Neste aspecto, imperioso ressaltar que a jurisdição do juiz de primeira instância se esgota com a publicação da sentença e, no mesmo sentido, do acórdão pelo Tribunal.

Não bastasse, mesmo que haja requerimento incidental do Ministério Público para a execução provisória da pena perante o juízo de primeira instância, quando este não recorre da sentença na parte em que foi conferido ao acusado a possibilidade de recorrer em liberdade, não pode o juiz deferir o referido petitório, pois significaria a violação da coisa julgada e a ofensa a imutabilidade da sentença por parte do prolator.

Via reflexa, admitir a aplicação de um entendimento superveniente e diverso do direito (de o acusado recorrer em liberdade na pendência de análise de seus intentos perante os Tribunais) outrora estabilizado, constitui permissivo para externar o prejuízo ao acusado, na tentativa de justificar a violação ao princípio da non reformatio in pejus, em detrimento ao que já foi reconhecido pela Corte Máxima (HC n. 135.951/DF).

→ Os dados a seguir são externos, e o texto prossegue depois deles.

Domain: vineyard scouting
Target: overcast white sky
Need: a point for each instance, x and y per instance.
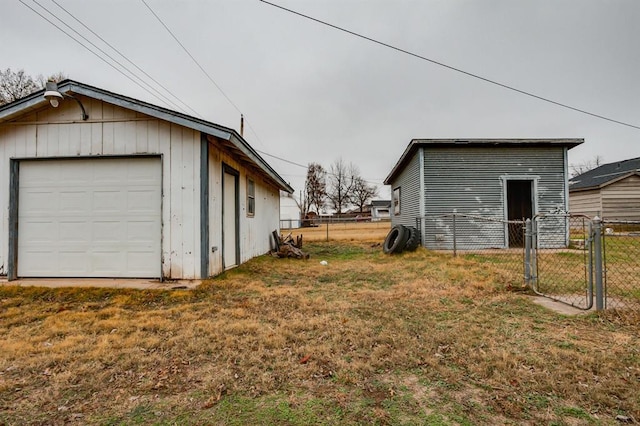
(314, 94)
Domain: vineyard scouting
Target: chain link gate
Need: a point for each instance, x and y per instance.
(559, 258)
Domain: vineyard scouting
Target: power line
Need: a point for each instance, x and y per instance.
(202, 69)
(167, 100)
(126, 58)
(191, 56)
(87, 48)
(459, 70)
(282, 159)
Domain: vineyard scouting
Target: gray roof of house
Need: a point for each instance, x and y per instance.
(233, 141)
(605, 175)
(380, 203)
(417, 143)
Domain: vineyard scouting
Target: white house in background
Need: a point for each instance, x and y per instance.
(289, 211)
(132, 190)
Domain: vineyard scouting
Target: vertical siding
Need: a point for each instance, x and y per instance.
(470, 181)
(125, 132)
(254, 232)
(409, 183)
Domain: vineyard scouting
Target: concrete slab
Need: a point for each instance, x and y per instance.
(559, 307)
(140, 284)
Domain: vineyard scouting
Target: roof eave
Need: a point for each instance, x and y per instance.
(36, 100)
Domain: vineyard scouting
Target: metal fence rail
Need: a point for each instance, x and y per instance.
(621, 257)
(561, 264)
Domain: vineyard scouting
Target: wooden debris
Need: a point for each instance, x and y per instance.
(287, 247)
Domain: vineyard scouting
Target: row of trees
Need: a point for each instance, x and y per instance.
(18, 84)
(339, 187)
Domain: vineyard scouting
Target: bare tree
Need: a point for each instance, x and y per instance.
(341, 179)
(362, 192)
(315, 189)
(585, 166)
(16, 85)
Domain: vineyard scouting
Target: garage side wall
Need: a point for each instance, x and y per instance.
(116, 131)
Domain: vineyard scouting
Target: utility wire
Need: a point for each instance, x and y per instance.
(191, 56)
(202, 69)
(127, 59)
(87, 48)
(461, 71)
(167, 100)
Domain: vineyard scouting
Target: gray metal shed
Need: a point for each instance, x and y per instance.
(492, 179)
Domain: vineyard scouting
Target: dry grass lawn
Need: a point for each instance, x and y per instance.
(418, 338)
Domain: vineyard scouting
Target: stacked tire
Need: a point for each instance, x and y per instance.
(401, 238)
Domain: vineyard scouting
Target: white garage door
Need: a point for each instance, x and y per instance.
(90, 218)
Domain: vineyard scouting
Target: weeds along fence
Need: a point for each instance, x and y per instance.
(493, 241)
(583, 262)
(621, 262)
(338, 229)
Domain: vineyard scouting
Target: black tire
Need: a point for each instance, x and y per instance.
(396, 240)
(414, 239)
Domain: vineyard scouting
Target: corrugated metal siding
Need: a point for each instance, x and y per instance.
(118, 131)
(468, 180)
(409, 183)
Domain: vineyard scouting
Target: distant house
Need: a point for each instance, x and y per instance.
(493, 180)
(611, 191)
(97, 184)
(380, 210)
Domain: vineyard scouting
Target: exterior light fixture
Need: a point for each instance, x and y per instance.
(54, 97)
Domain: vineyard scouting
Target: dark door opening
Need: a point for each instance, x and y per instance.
(519, 207)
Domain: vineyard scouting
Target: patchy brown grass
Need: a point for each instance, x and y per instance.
(419, 338)
(348, 231)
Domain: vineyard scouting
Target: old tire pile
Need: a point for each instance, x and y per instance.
(401, 238)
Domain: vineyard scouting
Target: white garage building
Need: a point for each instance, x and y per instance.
(127, 190)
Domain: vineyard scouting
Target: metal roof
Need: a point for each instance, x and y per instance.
(605, 175)
(417, 143)
(232, 139)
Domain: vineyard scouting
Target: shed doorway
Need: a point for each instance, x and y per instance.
(519, 207)
(230, 219)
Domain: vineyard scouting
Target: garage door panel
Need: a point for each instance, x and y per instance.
(74, 202)
(37, 231)
(38, 261)
(109, 232)
(37, 202)
(142, 201)
(108, 201)
(73, 262)
(90, 218)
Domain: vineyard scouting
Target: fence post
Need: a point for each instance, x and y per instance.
(527, 253)
(454, 234)
(597, 248)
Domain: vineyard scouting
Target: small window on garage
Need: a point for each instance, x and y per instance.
(396, 201)
(251, 197)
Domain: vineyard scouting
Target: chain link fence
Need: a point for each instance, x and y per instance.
(621, 246)
(561, 265)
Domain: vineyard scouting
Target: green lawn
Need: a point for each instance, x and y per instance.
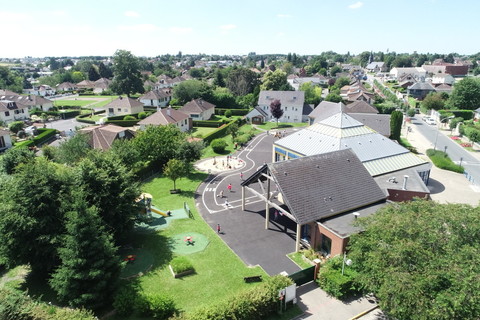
(281, 125)
(218, 271)
(74, 103)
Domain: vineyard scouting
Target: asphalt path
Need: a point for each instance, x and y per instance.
(244, 231)
(457, 153)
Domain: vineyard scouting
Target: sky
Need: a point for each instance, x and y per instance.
(155, 27)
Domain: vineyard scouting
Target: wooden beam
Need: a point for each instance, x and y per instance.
(274, 205)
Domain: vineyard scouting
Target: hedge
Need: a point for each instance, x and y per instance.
(235, 112)
(207, 123)
(259, 302)
(465, 114)
(441, 160)
(220, 132)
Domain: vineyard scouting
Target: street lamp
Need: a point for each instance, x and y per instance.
(436, 136)
(346, 261)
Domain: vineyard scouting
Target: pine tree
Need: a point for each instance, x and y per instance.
(90, 268)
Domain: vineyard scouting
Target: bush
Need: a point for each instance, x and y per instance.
(331, 280)
(181, 264)
(141, 115)
(218, 145)
(156, 305)
(441, 160)
(16, 126)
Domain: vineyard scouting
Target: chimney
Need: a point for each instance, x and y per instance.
(405, 178)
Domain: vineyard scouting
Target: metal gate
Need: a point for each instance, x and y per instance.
(303, 276)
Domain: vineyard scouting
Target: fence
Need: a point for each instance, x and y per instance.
(303, 276)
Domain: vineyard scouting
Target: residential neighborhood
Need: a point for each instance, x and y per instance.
(232, 164)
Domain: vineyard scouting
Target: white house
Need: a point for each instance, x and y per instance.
(292, 104)
(442, 78)
(167, 116)
(156, 98)
(198, 109)
(417, 72)
(123, 106)
(11, 111)
(5, 140)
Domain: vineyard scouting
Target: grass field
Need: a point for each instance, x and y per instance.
(281, 125)
(218, 271)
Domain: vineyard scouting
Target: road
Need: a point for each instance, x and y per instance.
(454, 150)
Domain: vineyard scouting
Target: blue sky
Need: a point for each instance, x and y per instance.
(150, 28)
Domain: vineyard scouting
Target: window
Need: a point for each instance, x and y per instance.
(326, 245)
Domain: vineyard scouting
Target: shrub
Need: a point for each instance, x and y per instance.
(441, 160)
(331, 280)
(258, 302)
(16, 126)
(218, 145)
(156, 305)
(181, 264)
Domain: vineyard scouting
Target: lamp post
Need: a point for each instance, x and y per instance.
(346, 261)
(436, 136)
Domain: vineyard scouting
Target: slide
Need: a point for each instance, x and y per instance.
(153, 209)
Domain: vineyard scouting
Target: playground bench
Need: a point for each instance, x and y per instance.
(252, 279)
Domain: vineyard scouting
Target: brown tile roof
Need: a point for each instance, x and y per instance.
(196, 106)
(123, 102)
(103, 136)
(164, 117)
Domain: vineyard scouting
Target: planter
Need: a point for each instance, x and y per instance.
(181, 274)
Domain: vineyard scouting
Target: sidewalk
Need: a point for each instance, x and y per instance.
(445, 186)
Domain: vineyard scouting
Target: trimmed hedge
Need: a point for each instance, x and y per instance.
(441, 160)
(235, 112)
(220, 132)
(207, 123)
(259, 302)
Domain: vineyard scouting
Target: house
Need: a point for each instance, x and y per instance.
(257, 116)
(101, 85)
(156, 98)
(292, 104)
(376, 67)
(198, 109)
(442, 78)
(123, 106)
(103, 136)
(168, 116)
(417, 72)
(420, 90)
(12, 111)
(313, 189)
(5, 140)
(67, 87)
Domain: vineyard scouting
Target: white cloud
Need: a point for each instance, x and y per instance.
(226, 28)
(146, 27)
(132, 14)
(356, 5)
(180, 30)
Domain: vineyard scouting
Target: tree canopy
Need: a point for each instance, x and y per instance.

Ao final, não se olvide que estas decisões estão geralmente pautadas unicamente no novo entendimento exarado pelo Supremo Tribunal Federal, inexistindo fundamento motivado para a segregação provisória do acusado, ferindo, por essa razão, o princípio da motivação das decisões judiciais.

A análise sistêmica da referida prática é capaz de evidenciar o critério robótico que está sendo aposto no âmbito do Judiciário, ocasionando, então, a repetição automática de um decisum específico, tornando-o genérico e aplicável a todo caso.

O certo é que cada episódio envolve a vida de um cidadão brasileiro que pode e deve exercitar sua defesa da forma mais ampla possível, garantindo-se a ele todas as garantias e direitos fundamentais consagrados em nossa Carta Magna, não se mostrando justo e sequer proporcional que o entendimento da Corte Suprema seja aplicado indistintamente.

Portanto, devem os magistrados, desembargadores e ministros analisar os casos de acordo com suas peculiaridades, observando as garantias asseguradas ao povo, que é o verdadeiro titular do Poder Constituinte, impedindo a prolação de decisões robotizadas sob o pretexto da flexibilização do princípio da presunção de inocência.